Founding Mothers of Modern Knitting
Knitting is completely different from what it was 50 years ago. Today, it has a long list of inspiring patterns, larger-than-life designers and personalities and mainstream attention. This growth is largely due to the impact of the women I call the founding mothers of modern knitting: Elizabeth Zimmermann, Maggie Righetti, Barbara G. Walker and Mary Thomas. The combined effect of their teaching styles and attitudes led the way in inventive design, crafting resurgence and, ultimately, confident experimentation. And yet, their wise words didn’t just teach us knitting; they taught us about the joys in learning, the laughter in quiet moments and the connection we all have to each other through our knit-loving hands.

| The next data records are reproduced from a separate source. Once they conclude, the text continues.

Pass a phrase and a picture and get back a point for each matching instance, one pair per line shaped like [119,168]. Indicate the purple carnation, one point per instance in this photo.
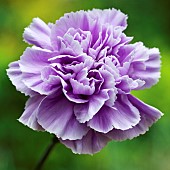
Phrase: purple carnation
[79,75]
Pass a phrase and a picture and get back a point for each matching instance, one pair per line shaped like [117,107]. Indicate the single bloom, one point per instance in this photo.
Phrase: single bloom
[79,74]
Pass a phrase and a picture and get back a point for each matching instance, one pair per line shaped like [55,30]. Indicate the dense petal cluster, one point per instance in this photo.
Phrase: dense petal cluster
[79,74]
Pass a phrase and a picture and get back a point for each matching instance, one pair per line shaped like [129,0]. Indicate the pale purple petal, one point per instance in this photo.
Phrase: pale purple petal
[149,115]
[32,64]
[15,75]
[55,115]
[38,34]
[151,73]
[29,117]
[84,112]
[123,115]
[92,143]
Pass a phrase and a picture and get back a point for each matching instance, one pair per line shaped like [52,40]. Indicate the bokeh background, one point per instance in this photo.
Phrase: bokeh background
[21,147]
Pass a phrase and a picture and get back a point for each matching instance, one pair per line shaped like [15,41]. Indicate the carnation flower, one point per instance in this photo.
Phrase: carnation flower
[79,74]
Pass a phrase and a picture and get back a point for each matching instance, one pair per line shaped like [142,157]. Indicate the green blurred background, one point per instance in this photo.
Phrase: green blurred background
[21,148]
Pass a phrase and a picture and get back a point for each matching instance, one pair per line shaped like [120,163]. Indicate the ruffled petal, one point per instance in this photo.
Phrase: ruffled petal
[29,117]
[85,111]
[32,64]
[122,116]
[91,143]
[111,16]
[151,73]
[15,75]
[149,115]
[56,116]
[38,34]
[139,62]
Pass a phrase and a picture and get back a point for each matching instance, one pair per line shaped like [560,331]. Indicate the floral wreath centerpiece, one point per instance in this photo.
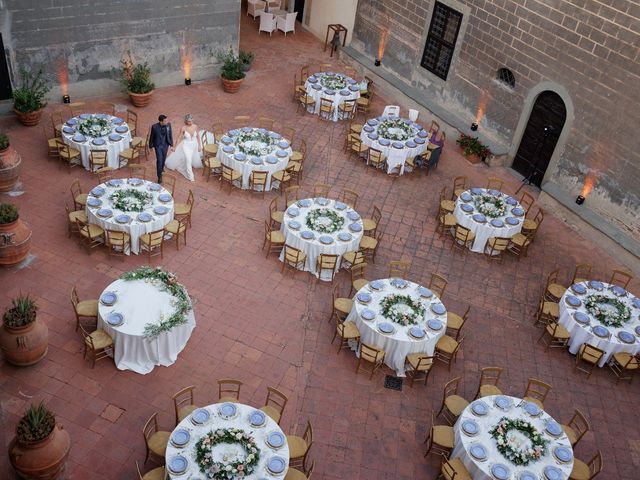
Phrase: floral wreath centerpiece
[490,205]
[165,281]
[395,129]
[609,311]
[324,220]
[255,143]
[131,200]
[518,441]
[402,309]
[333,81]
[94,127]
[228,469]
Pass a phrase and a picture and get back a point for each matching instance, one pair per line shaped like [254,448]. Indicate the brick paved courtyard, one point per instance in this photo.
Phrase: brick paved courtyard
[269,329]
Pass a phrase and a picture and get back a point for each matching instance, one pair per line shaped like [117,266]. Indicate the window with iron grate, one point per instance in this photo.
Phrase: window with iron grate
[441,40]
[506,76]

Elizabeth Zimmermann is to knitting as Julia Child is to cooking, leaving a legacy of creative exploration, encouragement and fun. Her books continue to be a staple of every knitter’s library, not only because of the valuable tips and tricks that they offer, but because of how her heartening voice and quirky humor infuse the pages. From Elizabeth’s Percentages System (EPS) to her tutorials on recognizing when fudging is completely acceptable, her writings remain just as pertinent today as they were when she penned them.
With her dry wit and charming sarcasm, Maggie Righetti is the teacher we all wish we could meet in person. She explained things in such a straightforward manner that confusion simply evaporated! Maggie was on the front lines of the yarn store renaissance, when knitting became a pleasure rather than a necessity or obligation. Her guidance on gauge changed my life, and I still chuckle when I read The Dumb Baby Sweater, published in her book Knitting in Plain English.

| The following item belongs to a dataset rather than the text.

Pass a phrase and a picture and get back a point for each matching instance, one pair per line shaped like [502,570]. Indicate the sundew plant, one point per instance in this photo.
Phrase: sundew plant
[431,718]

The iconic Barbara G. Walker is quite possibly the most famous knitting celebrity alive today, having authored several volumes of stitch pattern encyclopedias that have become landmarks for knitters and designers alike since 1968. Her astounding intelligence led her to think outside the box of knitting norms, and she has drafted patterns that have opened a new world of lace and texture.

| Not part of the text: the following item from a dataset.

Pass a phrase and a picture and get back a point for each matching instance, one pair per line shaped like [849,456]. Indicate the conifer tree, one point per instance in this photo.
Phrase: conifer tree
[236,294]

Mary Thomas’s Knitting Book, a long-standing classic that has been in publication since 1938, is the Swiss Army Knife of knitting. In her well-known, meticulous methodology, Mary encouraged her students to learn knitting in a progressive, thorough and prepared manner. Paired with infinitely delightful drawings by Margaret Agutter, Mary’s lessons are ones you can come back to over and over again.
The founding mothers may have thought they were only writing a knitting book or two, but the impressions of their words, their encouragement and their invisible mentorship is ever alive in the modern knitter today.